Clark appealed the district court’s order for remittitur or a new trial and the order limiting expert witness fees. UBS cross-appealed the court’s denial of its motion for a directed verdict. Amicus curiae briefs in support of UBS’ position were filed by the American Red Cross and the American Association of Blood Banks (“AABB”), jointly, and by the College of American Pathologists. 2 Jeffrey Clark died on July 30, 1991, after the *762 opening briefs on appeal were filed. Clark’s mother, Becky Brown, has pursued this appeal as Clark’s personal representative. For purposes of uniformity, the appellant will be referred to throughout this opinion as Clark.

DISCUSSION

The following information, drawn from various sources, is provided as a background for understanding the progression of medical knowledge of AIDS and its transmission through blood transfusions and the adequacy of the measures taken by UBS to protect its blood supply.
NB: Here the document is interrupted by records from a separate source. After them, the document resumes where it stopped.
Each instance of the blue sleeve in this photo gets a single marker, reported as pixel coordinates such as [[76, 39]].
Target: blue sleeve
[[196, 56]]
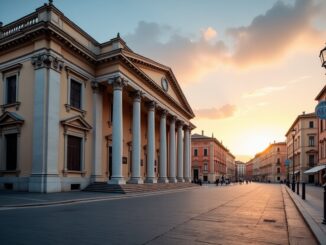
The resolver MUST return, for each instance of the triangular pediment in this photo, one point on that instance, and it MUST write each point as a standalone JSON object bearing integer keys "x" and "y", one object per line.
{"x": 77, "y": 122}
{"x": 10, "y": 118}
{"x": 156, "y": 73}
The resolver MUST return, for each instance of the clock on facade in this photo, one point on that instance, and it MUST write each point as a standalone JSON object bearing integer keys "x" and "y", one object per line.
{"x": 165, "y": 84}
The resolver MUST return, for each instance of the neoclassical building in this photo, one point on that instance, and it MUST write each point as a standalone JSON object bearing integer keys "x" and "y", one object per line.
{"x": 75, "y": 111}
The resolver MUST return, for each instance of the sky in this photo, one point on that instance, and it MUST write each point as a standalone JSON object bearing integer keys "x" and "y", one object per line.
{"x": 247, "y": 67}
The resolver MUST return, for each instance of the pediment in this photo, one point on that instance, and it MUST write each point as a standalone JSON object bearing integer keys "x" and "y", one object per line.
{"x": 10, "y": 118}
{"x": 77, "y": 122}
{"x": 156, "y": 73}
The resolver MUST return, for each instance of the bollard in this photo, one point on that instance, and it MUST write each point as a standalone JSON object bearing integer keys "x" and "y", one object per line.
{"x": 324, "y": 220}
{"x": 298, "y": 185}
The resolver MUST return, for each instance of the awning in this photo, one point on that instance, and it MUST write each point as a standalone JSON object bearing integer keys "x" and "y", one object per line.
{"x": 315, "y": 169}
{"x": 295, "y": 172}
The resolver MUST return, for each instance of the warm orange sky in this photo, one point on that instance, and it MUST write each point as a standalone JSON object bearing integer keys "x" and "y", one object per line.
{"x": 247, "y": 67}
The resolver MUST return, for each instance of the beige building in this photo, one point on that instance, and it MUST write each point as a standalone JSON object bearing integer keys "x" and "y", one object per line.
{"x": 75, "y": 111}
{"x": 209, "y": 158}
{"x": 303, "y": 135}
{"x": 318, "y": 170}
{"x": 230, "y": 166}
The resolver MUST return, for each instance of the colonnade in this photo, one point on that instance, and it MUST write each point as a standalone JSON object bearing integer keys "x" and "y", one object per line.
{"x": 179, "y": 161}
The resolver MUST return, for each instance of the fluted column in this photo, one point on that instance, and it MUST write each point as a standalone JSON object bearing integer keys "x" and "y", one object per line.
{"x": 187, "y": 162}
{"x": 151, "y": 178}
{"x": 163, "y": 155}
{"x": 136, "y": 139}
{"x": 117, "y": 133}
{"x": 172, "y": 157}
{"x": 180, "y": 152}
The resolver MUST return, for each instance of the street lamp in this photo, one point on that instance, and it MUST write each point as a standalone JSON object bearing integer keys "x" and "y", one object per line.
{"x": 293, "y": 179}
{"x": 322, "y": 57}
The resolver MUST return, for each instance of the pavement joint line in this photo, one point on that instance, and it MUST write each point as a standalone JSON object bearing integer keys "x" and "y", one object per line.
{"x": 285, "y": 214}
{"x": 194, "y": 218}
{"x": 313, "y": 226}
{"x": 92, "y": 199}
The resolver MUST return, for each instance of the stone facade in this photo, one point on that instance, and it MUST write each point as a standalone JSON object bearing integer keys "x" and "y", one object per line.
{"x": 75, "y": 111}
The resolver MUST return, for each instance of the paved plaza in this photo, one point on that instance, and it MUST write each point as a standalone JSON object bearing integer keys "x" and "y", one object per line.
{"x": 236, "y": 214}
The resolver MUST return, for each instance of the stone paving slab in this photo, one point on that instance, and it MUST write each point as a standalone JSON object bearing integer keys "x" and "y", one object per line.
{"x": 257, "y": 218}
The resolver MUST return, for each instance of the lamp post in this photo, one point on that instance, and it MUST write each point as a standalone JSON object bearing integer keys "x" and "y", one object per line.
{"x": 293, "y": 179}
Acquired Immune Deficiency Syndrome (“AIDS”) is a viral disease in which the afflicted person suffers a loss of natural immunity against disease. Victims thus become vulnerable to opportunistic diseases that persons with healthy immune systems can resist or easily overcome. The disease identified generally as AIDS advances in three progressively debilitating stages. Initially, a victim will be a symptomless but infectious carrier known as a “seropositive.” A person may remain in this stage for many years without showing any manifestations of the sickness. The next stage of the disease is called AIDS-Related Complex (“ARC”). Here, the infected person suffers from pre-AIDS symptoms, such as enlarged lymph nodes, involitional weight loss, fever, chronic diarrhea and immunological abnormalities. The final stage is full-blown AIDS, in which opportunistic diseases attack the body, ultimately resulting in death. It is generally accepted that all ARC patients will develop full-blown AIDS. Presently, the mortality rate of people with AIDS is one hundred percent.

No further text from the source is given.